6. README MVP Section Updated: Our README file should have an updated MVP section describing the functionality and how to run the application. This is crucial for anyone who wants to understand or contribute to our project.

   • Importance of a Well-Documented README: A well-documented README file is essential for any software project. It serves as the first point of contact for anyone who wants to understand, use, or contribute to your project. A comprehensive README provides an overview of the project, explains how to set it up, and outlines how to use it. It also includes information about the project's architecture, dependencies, and contribution guidelines. A clear and informative README can significantly improve the usability and maintainability of your project.

   • Key Sections of an MVP README: The MVP section of your README should focus on the core functionality of your application. Start by providing a brief overview of the MVP and its purpose. Explain what the MVP is intended to achieve and who the target users are. Then, describe the key features of the MVP and how they work. Include instructions on how to set up the application, run it locally, and use its core features. Add screenshots or GIFs to illustrate the functionality. Finally, provide information about any known limitations or issues with the MVP. This helps users understand the current state of the application and what to expect.

   • Best Practices for Writing a README: When writing a README, aim for clarity and conciseness. Use clear and simple language, and avoid jargon or technical terms that your audience may not understand. Organize your README into logical sections with clear headings and subheadings. Use bullet points, lists, and code snippets to break up large blocks of text. Keep your README up-to-date as your project evolves. Regularly review and update the README to reflect changes in the application's functionality or setup process. A well-maintained README is a valuable asset for your project.

Diving Deeper: Technical Requirements

Let's break down the technical requirements a bit more.
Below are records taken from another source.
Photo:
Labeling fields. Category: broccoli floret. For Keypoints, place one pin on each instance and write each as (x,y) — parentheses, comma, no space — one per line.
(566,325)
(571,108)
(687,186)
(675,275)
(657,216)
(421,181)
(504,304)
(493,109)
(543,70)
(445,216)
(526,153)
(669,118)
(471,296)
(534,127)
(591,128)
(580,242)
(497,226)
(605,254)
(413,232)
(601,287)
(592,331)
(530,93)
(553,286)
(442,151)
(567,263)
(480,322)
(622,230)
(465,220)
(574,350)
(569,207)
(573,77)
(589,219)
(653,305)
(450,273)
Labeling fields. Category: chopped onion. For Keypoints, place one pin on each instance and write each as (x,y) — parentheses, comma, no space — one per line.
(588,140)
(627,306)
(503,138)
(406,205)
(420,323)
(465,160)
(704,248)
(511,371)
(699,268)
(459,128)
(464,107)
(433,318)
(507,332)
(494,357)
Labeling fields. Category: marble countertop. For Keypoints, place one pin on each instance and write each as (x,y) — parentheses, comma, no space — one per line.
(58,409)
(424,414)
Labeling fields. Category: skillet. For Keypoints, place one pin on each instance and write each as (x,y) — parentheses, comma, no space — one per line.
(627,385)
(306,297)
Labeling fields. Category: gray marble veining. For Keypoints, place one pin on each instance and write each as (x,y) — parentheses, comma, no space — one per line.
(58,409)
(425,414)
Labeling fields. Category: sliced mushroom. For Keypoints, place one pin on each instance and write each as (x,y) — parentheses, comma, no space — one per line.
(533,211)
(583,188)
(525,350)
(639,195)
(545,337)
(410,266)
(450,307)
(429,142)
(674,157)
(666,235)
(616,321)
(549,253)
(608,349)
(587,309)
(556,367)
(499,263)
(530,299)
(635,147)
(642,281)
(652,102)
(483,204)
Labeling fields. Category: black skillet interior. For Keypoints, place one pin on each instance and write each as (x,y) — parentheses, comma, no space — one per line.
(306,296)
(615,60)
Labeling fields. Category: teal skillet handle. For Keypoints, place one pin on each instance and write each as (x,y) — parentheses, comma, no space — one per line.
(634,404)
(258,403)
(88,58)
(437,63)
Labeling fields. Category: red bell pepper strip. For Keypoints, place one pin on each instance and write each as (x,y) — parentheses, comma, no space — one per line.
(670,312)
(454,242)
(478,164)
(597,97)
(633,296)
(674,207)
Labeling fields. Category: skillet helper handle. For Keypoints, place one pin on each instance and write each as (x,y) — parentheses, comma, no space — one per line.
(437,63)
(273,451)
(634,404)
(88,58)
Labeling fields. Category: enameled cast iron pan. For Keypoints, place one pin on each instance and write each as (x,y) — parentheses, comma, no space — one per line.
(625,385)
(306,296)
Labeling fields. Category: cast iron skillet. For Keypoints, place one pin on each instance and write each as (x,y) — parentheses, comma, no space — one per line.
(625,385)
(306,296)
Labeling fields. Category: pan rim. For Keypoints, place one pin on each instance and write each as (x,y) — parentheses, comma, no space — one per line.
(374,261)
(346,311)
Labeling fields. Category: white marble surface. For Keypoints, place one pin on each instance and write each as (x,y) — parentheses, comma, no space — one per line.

We need to ensure our application meets the following criteria:

• ≥3 Domain Classes: We talked about this earlier. Make sure these classes are well-defined and encapsulate the core data of our application.
• ≥6 ES Modules: This means our codebase should be modular. Each module should have a specific purpose, making our code easier to maintain and test.
• Retry/Backoff + AbortController: These are crucial for handling network requests. Retry and backoff ensure our application can recover from temporary failures, while AbortController allows us to cancel requests if needed.

Code Examples and Best Practices

To help you guys visualize this, let’s look at some code examples and best practices.

ES Module Example

Let's say we have a module for handling user authentication:

// auth.js
export async function login(username, password) {
 try {
 const response = await fetch('/api/login', {
 method: 'POST',
 headers: {
 'Content-Type': 'application/json',
 },
 body: JSON.stringify({ username, password }),
 });

 if (!response.ok) {
 throw new Error('Login failed');
 }

 return await response.json();
 } catch (error) {
 console.error('Login error:', error);
 throw error;
 }
}

export function logout() {
 // Logout logic here
 console.log('User logged out');
}

Retry/Backoff Implementation

Here’s an example of how to implement retry and backoff:

async function fetchDataWithRetry(url, options, maxRetries = 3, backoffDelay = 1000) {
 for (let attempt = 0; attempt < maxRetries; attempt++) {
 try {
 const response = await fetch(url, options);
 if (response.ok) {
 return response;
 }
 console.log(`Attempt ${attempt + 1} failed with status: ${response.status}`);
 } catch (error) {
 console.error(`Attempt ${attempt + 1} failed with error:`, error);
 }

 await new Promise(resolve => setTimeout(resolve, backoffDelay * (attempt + 1)));
 }

 throw new Error('Max retries reached');
}

This function attempts to fetch data from a given URL. If it fails, it retries up to maxRetries times, increasing the delay between each attempt using a backoff strategy. This ensures that the application can handle temporary network issues gracefully.

AbortController Example

Here’s how to use AbortController to cancel a fetch request:

const controller = new AbortController();
const signal = controller.signal;

async function fetchData(url) {
 try {
 const response = await fetch(url, { signal });
 if (!response.ok) {
 throw new Error(`HTTP error! status: ${response.status}`);
 }
 return await response.json();
 } catch (error) {
 if (error.name === 'AbortError') {
 console.log('Fetch aborted');
 } else {
 console.error('Fetch error:', error);
 }
 }
}

// Abort the fetch request after 5 seconds
setTimeout(() => {
 controller.abort();
}, 5000);

In this example, we create an AbortController and pass its signal to the fetch options. If we call controller.abort(), the fetch request will be cancelled, and the promise will reject with an AbortError. This is particularly useful for scenarios where you need to cancel a request if the user navigates away from a page or if a timeout occurs.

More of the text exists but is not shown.